In [1]:
# Install the latest Tensorflow version.
!pip3 install --quiet "tensorflow>=1.7"
# Install TF-Hub.
!pip3 install --quiet "tensorflow-hub>=0.7.0"
!pip3 install --quiet seaborn

In [28]:
from absl import logging

import tensorflow.compat.v1 as tf
import tensorflow_hub as hub
import matplotlib.pyplot as plt
import numpy as np
import pandas as pd
import os
import re
import seaborn as sns
import json
import itertools
import pandas as pd
import torch
from torch.utils.data import Dataset, DataLoader
from tqdm import tqdm_notebook

In [3]:
module_url = "https://tfhub.dev/google/universal-sentence-encoder/2" #@param ["https://tfhub.dev/google/universal-sentence-encoder/2", "https://tfhub.dev/google/universal-sentence-encoder-large/3"]

In [4]:
tf.disable_v2_behavior()
tf.compat.v1.disable_eager_execution()

Instructions for updating:
non-resource variables are not supported in the long term


In [5]:
stocknet_dataset_filepath = './stocknet-dataset-master'

In [6]:
preprocessed_prices_filepath = stocknet_dataset_filepath + '/price/preprocessed'
preprocessed_tweets_filepath = stocknet_dataset_filepath + '/tweet/preprocessed'

company_to_price_df = {}
company_to_tweets = {}

for filename in os.listdir(preprocessed_prices_filepath):
    with open(preprocessed_prices_filepath + '/' + filename) as file:
        company_name = filename.split('.')[0]
        
        # Not enough data for GMRE
        if company_name == 'GMRE':
            continue
        df = pd.read_csv(file, sep='\t')
        df.columns = ['date', 'open', 'high', 'low', 'close', 'adjust_close', 'volume']
        company_to_price_df[company_name] = df.dropna()

for filename in tqdm_notebook(os.listdir(preprocessed_tweets_filepath)):
    company_name = filename.split('.')[0]
    dates_to_tweets = {}
    for tweet_filename in os.listdir(preprocessed_tweets_filepath + '/' + filename):
        with open(preprocessed_tweets_filepath + '/' + filename + '/' + tweet_filename) as file:
            list_of_tweets = []
            for line in file:
                tweet_json = json.loads(line)
                list_of_tweets.append(tweet_json)
            dates_to_tweets[tweet_filename] = list_of_tweets
    company_to_tweets[company_name] = dates_to_tweets

Please use `tqdm.notebook.tqdm` instead of `tqdm.tqdm_notebook`
  for filename in tqdm_notebook(os.listdir(preprocessed_tweets_filepath)):


HBox(children=(IntProgress(value=0, max=87), HTML(value='')))




In [7]:
#print(company_to_tweets.keys())
#print(dates_to_tweets.keys())
print(company_to_tweets['AAPL']['2015-10-02'][0])

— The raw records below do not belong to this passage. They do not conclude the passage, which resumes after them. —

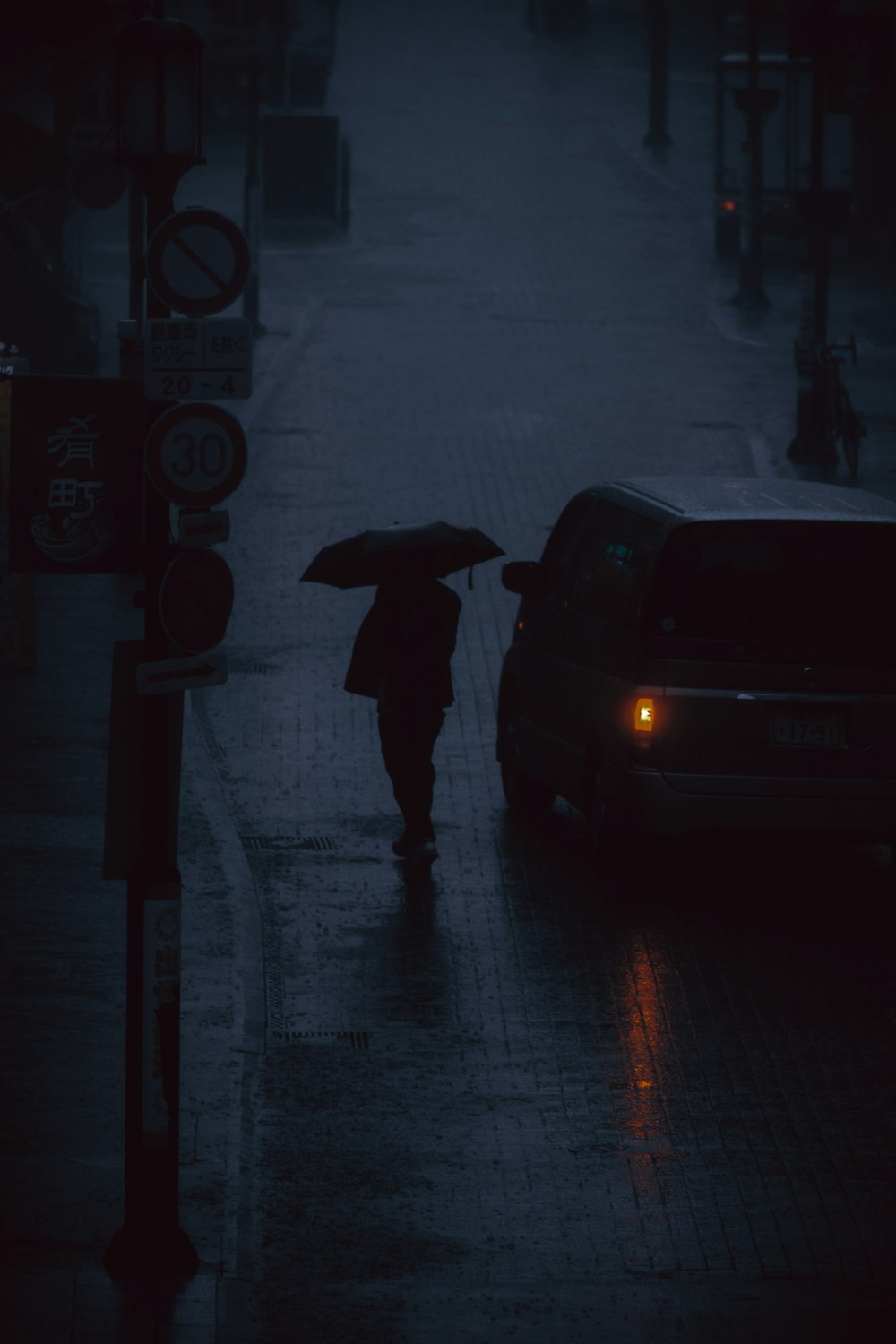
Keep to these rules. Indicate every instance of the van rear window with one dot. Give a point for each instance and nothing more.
(775, 581)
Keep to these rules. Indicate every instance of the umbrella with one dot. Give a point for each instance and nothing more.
(437, 548)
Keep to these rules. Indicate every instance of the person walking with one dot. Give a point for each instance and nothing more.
(402, 659)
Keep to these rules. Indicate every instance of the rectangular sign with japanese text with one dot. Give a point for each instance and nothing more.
(75, 475)
(193, 359)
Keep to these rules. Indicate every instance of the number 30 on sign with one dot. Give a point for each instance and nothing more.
(196, 454)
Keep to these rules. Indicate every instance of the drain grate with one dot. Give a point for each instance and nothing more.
(354, 1039)
(317, 843)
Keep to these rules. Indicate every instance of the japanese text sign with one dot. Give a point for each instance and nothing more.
(75, 472)
(206, 359)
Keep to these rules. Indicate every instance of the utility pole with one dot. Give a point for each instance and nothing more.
(159, 142)
(750, 290)
(657, 136)
(812, 443)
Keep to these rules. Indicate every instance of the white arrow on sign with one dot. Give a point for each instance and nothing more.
(182, 674)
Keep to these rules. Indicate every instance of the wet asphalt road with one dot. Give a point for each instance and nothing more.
(521, 1099)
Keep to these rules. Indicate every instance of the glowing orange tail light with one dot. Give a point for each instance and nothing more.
(643, 714)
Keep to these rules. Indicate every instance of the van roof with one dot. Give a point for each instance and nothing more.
(766, 497)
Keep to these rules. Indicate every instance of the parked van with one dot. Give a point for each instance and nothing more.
(696, 652)
(785, 88)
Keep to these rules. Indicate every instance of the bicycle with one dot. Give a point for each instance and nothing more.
(839, 421)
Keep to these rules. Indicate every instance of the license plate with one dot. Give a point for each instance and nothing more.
(797, 728)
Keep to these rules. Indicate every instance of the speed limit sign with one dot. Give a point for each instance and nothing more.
(196, 454)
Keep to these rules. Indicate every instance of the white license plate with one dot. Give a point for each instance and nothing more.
(796, 728)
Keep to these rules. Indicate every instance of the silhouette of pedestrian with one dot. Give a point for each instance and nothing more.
(402, 659)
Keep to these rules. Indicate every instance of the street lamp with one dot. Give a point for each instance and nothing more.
(159, 102)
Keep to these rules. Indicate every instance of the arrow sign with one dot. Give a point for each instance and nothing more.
(182, 674)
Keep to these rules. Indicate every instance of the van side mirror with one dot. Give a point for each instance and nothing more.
(528, 578)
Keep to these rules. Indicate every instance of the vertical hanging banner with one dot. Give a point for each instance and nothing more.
(75, 475)
(16, 590)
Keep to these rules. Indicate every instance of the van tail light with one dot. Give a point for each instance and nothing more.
(645, 728)
(643, 714)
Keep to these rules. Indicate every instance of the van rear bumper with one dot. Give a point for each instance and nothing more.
(863, 808)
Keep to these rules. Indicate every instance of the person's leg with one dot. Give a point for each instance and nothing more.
(408, 741)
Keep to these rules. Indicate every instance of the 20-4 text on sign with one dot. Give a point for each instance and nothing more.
(196, 454)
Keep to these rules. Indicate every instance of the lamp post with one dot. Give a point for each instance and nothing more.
(159, 139)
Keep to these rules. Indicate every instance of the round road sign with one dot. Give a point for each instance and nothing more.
(196, 454)
(195, 599)
(198, 263)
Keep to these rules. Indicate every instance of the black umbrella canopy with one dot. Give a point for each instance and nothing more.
(373, 556)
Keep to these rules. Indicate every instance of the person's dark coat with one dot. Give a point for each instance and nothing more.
(403, 650)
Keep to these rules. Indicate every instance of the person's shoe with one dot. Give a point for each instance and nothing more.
(424, 851)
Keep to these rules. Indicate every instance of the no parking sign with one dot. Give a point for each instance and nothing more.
(198, 263)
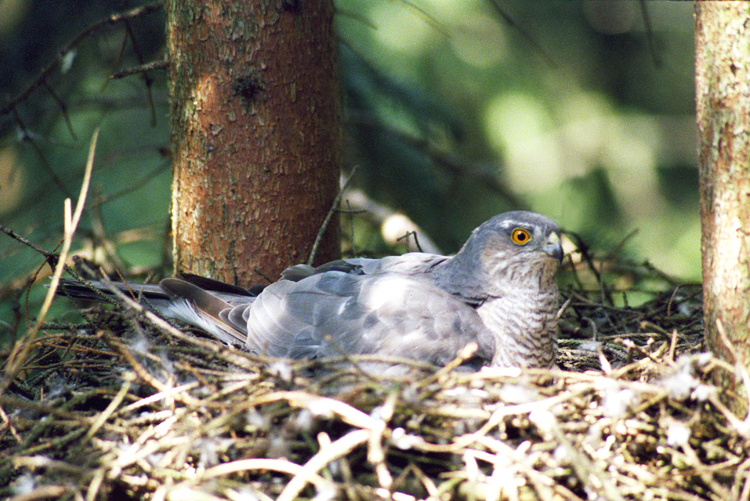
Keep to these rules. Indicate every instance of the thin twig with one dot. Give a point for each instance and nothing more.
(334, 208)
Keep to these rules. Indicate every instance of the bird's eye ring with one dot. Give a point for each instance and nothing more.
(520, 236)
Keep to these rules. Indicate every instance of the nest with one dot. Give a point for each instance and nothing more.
(127, 406)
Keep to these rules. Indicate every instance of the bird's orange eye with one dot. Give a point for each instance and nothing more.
(520, 236)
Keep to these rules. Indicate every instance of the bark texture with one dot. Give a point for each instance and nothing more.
(723, 113)
(255, 134)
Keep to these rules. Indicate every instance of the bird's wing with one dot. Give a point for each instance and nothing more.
(219, 313)
(336, 312)
(407, 264)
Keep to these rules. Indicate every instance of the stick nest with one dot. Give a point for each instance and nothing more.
(122, 407)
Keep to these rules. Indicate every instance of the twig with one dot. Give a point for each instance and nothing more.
(143, 68)
(327, 220)
(52, 66)
(23, 346)
(337, 449)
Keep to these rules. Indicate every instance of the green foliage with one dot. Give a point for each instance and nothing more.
(453, 114)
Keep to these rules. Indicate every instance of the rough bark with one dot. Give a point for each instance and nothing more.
(255, 134)
(723, 113)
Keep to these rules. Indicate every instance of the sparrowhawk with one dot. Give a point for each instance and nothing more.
(499, 291)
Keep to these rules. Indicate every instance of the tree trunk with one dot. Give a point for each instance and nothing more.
(255, 135)
(723, 112)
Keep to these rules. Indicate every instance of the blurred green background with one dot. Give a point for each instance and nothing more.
(455, 110)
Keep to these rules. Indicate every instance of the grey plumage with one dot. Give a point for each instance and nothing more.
(498, 291)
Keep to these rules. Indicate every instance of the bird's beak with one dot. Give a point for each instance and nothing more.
(553, 246)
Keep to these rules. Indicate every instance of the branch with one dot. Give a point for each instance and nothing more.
(53, 65)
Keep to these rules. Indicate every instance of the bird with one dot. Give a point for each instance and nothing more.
(498, 291)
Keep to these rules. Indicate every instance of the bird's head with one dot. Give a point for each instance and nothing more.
(519, 248)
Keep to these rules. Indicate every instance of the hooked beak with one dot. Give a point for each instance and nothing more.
(553, 246)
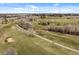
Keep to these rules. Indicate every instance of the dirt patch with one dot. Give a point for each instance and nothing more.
(9, 40)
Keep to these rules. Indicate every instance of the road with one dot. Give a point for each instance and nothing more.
(50, 41)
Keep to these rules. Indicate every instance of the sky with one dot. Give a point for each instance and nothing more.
(39, 7)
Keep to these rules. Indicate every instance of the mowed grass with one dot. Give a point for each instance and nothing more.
(71, 41)
(26, 45)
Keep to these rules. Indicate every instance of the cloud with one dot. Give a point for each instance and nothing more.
(56, 4)
(2, 4)
(19, 8)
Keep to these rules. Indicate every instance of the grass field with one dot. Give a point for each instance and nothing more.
(42, 42)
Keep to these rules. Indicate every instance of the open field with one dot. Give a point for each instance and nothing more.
(39, 35)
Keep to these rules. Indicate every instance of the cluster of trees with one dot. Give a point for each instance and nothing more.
(67, 29)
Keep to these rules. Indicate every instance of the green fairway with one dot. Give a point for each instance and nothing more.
(27, 45)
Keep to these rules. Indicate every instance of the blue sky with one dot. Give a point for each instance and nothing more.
(39, 7)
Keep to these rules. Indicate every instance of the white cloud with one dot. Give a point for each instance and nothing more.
(19, 8)
(56, 4)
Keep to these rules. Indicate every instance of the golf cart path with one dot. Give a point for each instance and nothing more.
(48, 40)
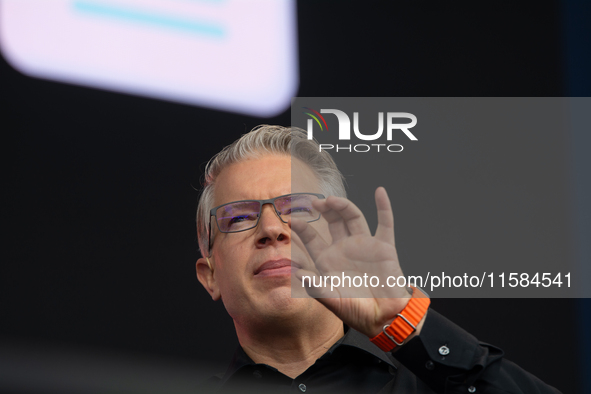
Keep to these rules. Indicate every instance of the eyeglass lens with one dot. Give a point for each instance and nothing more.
(244, 215)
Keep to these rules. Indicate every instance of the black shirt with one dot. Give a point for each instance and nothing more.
(443, 359)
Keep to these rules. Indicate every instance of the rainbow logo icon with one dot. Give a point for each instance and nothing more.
(315, 117)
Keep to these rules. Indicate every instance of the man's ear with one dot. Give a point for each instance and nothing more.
(206, 276)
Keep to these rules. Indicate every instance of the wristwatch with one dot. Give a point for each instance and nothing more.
(405, 322)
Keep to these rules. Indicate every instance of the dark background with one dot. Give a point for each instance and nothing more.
(99, 192)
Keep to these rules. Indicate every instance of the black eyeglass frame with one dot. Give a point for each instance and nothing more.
(271, 201)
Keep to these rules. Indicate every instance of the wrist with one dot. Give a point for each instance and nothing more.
(406, 324)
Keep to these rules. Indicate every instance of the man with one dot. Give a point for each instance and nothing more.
(262, 217)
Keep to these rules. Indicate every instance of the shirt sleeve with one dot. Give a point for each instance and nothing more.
(450, 360)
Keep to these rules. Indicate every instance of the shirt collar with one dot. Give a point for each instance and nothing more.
(352, 339)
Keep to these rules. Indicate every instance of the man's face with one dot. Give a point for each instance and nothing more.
(251, 289)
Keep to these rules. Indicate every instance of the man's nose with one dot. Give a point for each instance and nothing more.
(271, 229)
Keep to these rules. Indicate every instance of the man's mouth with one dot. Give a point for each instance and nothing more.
(276, 267)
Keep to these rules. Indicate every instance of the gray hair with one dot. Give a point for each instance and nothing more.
(260, 141)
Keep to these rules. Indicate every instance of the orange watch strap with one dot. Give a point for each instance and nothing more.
(405, 322)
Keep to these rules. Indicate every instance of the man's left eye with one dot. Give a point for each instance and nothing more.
(299, 210)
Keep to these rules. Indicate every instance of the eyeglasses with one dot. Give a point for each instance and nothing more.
(238, 216)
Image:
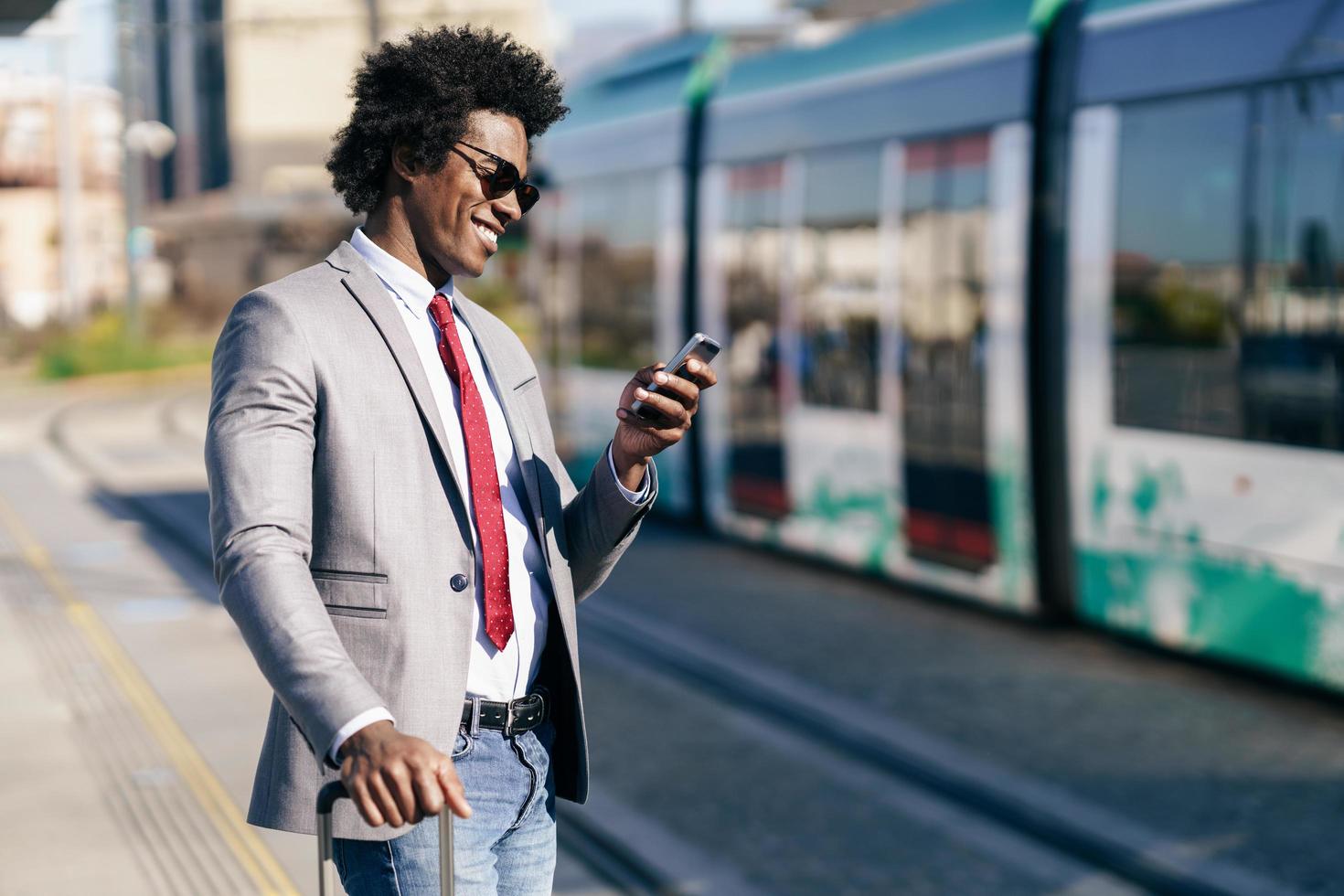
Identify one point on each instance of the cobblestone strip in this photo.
(185, 830)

{'text': ['rt', '$', 'tsla', 'hft', 'algos', 'triggered', 'buy', 'in', 'sigma-x', ',', 'crossfinder', ',', 'ats', ',', 'lx', '@', '08:28', ',', 'p', '/', 't', '245.00', 'quant', '$', 'msft', '$', 'fb', '$', 'gpro', '$', 'amzn', '$', 'goog', '$', 'aapl', '$', 'nflx', '$', 'qqq'], 'created_at': 'Fri Oct 02 12:29:15 +0000 2015', 'user_id_str': '242469235'}


In [8]:
# Reduce logging output.
logging.set_verbosity(logging.ERROR)
tf.get_logger().setLevel(logging.ERROR)
tf.compat.v1.logging.set_verbosity(tf.compat.v1.logging.ERROR)

# Import the Universal Sentence Encoder's TF Hub module
def embed_useT(module):
    with tf.Graph().as_default():
        sentences = tf.placeholder(tf.string)
        embed = hub.Module(module)
        embeddings = embed(sentences)
        session = tf.train.MonitoredSession()
    return lambda x: session.run(embeddings, {sentences: x})
embed_fn = embed_useT(module_url)

In [9]:
# Generate embeddings
for company in tqdm_notebook(company_to_tweets.keys()):
  for date in company_to_tweets[company].keys():
    messages = []
    for j in range(len(company_to_tweets[company][date])):
      messages.append(' '.join(company_to_tweets[company][date][j]['text']))
    message_embeddings = embed_fn(messages)
    for k in range(len(company_to_tweets[company][date])):
      company_to_tweets[company][date][k]['embedding'] = list(message_embeddings[k])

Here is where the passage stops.